Kayata Hiroyuki, Isaka Mitsuhiro, Terada Yukihiro, Mizuno Kiyomichi, Yasuura Yoshiyuki, Kojima Hideaki, Ohde Yasuhisa
Division of General Thoracic Surgery, Shizuoka Cancer Center, Nagaizumicho Shimonagakubo 1007, Shizuoka, 411-8777, Japan.
Gen Thorac Cardiovasc Surg. 2019 Jun;67(6):544-550. doi: 10.1007/s11748-018-01059-2. Epub 2019 Jan 9.
The indication of limited resection for radiographically pure-solid, small-sized lung adenocarcinoma is controversial. This study aimed to reveal the long-term outcome of standard surgical treatment and determine the predictive factors for pathological lymph node metastasis in optimal candidates undergoing limited surgical resection for pure-solid, small-sized lung adenocarcinoma.
The medical records of 107 consecutive patients were retrospectively reviewed at our hospital between December 2002 and December 2013. Inclusion criteria were histopathological diagnosis of lung adenocarcinoma, radiographically pure-solid tumor, ≤ 2 cm tumor size measured using thin-section computed tomography, clinical N0M0, patients who underwent lobectomy with systematic or lobe-specific lymph node dissection, and R0 resection. Overall and disease-free survival curves were calculated using the Kaplan-Meier method. Clinicopathological factors predicting pathological node-positive metastasis were identified by univariate and multivariate analysis.

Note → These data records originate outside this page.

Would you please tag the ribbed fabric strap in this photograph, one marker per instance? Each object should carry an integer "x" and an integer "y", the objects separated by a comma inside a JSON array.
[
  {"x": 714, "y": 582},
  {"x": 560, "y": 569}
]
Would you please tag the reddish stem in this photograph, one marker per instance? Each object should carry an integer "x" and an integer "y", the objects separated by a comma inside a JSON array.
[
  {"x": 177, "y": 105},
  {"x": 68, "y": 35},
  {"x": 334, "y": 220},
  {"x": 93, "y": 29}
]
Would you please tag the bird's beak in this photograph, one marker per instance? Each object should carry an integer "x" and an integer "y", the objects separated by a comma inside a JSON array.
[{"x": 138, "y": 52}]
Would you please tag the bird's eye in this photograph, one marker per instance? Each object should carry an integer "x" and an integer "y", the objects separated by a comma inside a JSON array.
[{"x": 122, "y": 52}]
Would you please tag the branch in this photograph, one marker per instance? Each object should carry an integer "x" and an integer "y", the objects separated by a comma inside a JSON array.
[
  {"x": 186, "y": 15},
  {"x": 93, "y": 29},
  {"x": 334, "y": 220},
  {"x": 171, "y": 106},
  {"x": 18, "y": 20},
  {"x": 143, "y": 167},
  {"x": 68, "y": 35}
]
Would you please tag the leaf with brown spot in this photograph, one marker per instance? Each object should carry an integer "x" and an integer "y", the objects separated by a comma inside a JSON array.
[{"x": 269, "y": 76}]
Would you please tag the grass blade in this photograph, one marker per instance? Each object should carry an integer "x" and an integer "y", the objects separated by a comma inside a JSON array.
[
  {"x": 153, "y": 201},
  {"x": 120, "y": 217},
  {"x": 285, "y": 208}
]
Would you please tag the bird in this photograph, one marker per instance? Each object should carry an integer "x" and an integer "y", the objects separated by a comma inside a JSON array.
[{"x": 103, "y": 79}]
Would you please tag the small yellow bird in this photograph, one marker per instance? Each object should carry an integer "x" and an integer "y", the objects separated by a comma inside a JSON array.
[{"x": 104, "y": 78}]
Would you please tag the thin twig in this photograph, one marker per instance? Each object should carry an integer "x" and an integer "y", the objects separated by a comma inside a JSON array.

The 5-year overall and disease-free survival rates were 91.4% and 87.3%, respectively. Multivariate analysis demonstrated maximum standardized uptake value > 5 as the independent predictor of pathological node-positive metastasis (odds ratio 3.81; 95% confidence interval 1.25-12.3; p = 0.02). In all patients, the pathological node-positive rate was 16.7%; in patients who had a maximum standardized uptake value of ≤ 5, the rate was 7.9%.
The long-term outcome of standard surgical treatment was favorable. Maximum standardized uptake value was a significant predictor of pathological node-positive metastasis; however, diagnostic accuracy was not favorable. Therefore, the selection of optimal candidates is difficult, and limited surgical resection may not be applicable in pure-solid, small-sized lung adenocarcinoma.
对于影像学表现为纯实性、小尺寸肺腺癌行有限切除的指征存在争议。本研究旨在揭示标准手术治疗的长期结果,并确定接受纯实性、小尺寸肺腺癌有限手术切除的最佳候选者发生病理性淋巴结转移的预测因素。
回顾性分析2002年12月至2013年12月期间我院连续收治的107例患者的病历。纳入标准包括肺腺癌的组织病理学诊断、影像学表现为纯实性肿瘤、使用薄层计算机断层扫描测量肿瘤大小≤2 cm、临床N0M0、接受叶切除并进行系统性或叶特异性淋巴结清扫以及R0切除的患者。采用Kaplan-Meier法计算总生存曲线和无病生存曲线。通过单因素和多因素分析确定预测病理性淋巴结阳性转移的临床病理因素。
5年总生存率和无病生存率分别为91.4%和87.3%。多因素分析显示最大标准化摄取值>5是病理性淋巴结阳性转移的独立预测因素(比值比3.81;95%置信区间1.25-12.3;p=0.02)。所有患者的病理性淋巴结阳性率为16.7%;最大标准化摄取值≤5的患者,该率为7.9%。
标准手术治疗的长期结果良好。最大标准化摄取值是病理性淋巴结阳性转移的重要预测因素;然而,诊断准确性欠佳。因此,选择最佳候选者困难,有限手术切除可能不适用于纯实性、小尺寸肺腺癌。